Сам я все острее начинал чувствовать войну, видеть ее, так сказать, с черного хода, начинал видеть ее будни, которые втягивали сотни тысяч и миллионы мирных людей, их семьи, их дома. Понял я и то, с какой стороны вошла война в мою «личную» жизнь — да и не только в мою жизнь!..

И вдруг в эти дни через руки знакомых, через семью одного инженера севастопольского морзавода, проживающего после эвакуации в Батуми, я получил от Юлии Львовны письмо.

Юлия Львовна писала из Новороссийска. Она направлялась теперь дальше, с одесскими беженцами, через Каспий в Среднюю Азию. Письмо поразило меня прежде всего тем, что Юлия благодарила меня за заботу о ее судьбе, хотя, как писала она, ей непонятно, как это мне удалось прислать за нею краснофлотцев в последние дни эвакуации… Да, действительно, я и сам не понимал, как это мне удалось сделать! Однако дело было сделано, было сделано то, о чем я столько мечтал, чего так горячо желал. Это совершилось с неоспоримостью факта. Но в чем же была разгадка?

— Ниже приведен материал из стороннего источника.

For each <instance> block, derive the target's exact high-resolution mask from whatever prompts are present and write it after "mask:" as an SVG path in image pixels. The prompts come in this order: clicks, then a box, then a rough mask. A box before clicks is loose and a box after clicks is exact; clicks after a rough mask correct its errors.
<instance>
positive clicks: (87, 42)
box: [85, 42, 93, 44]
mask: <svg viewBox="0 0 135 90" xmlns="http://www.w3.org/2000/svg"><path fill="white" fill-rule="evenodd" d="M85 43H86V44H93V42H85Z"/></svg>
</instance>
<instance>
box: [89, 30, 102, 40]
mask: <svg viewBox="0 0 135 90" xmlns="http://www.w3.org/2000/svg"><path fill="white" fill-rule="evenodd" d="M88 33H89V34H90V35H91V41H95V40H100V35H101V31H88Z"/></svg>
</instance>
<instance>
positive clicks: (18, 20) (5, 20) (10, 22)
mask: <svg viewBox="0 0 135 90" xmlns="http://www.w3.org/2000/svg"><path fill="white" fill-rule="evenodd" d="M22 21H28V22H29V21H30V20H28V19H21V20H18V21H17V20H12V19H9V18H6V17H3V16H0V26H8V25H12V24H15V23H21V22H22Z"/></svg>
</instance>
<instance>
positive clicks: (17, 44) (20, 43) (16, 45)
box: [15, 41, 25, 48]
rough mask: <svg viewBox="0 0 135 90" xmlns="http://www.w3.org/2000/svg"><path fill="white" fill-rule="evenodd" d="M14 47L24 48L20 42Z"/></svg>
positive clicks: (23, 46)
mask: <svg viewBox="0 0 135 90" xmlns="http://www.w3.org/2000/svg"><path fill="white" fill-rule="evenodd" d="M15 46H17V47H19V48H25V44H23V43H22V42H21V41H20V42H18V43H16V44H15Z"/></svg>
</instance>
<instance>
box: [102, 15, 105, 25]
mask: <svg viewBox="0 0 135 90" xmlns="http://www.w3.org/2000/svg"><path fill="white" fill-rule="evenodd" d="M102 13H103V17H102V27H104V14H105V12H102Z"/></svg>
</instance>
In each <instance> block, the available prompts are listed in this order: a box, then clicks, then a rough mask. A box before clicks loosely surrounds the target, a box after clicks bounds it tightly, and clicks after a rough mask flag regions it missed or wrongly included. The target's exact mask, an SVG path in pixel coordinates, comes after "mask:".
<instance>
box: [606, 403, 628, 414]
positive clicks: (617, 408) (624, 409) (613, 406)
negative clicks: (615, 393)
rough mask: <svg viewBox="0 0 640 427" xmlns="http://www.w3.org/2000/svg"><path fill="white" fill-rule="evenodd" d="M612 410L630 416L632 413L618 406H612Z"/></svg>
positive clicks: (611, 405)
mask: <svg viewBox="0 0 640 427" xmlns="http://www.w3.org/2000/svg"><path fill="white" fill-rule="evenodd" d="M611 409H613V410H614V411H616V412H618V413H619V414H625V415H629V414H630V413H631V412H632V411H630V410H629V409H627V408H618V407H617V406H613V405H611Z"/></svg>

Далее Юлия писала, что, хотя сама она теперь в безопасности, душевное состояние ее ужасно: мать отказалась ехать наотрез и осталась в старой квартире, среди бесчисленных портретов родственников и дочери.

«Страх, — писала Юлия, — оказался сильнее всех других чувств, и теперь я наказана. И днем и ночью я вижу мать во власти тех ужасных людей, от которых сама бежала. Это не фраза, если я скажу тебе, дружок мой Федя, что состояние такое — хоть бросайся в море…»

«Что будет?» — спрашивала меня Юлия, но я не мог ей ответить на этот вопрос, я сам не знал, что будет.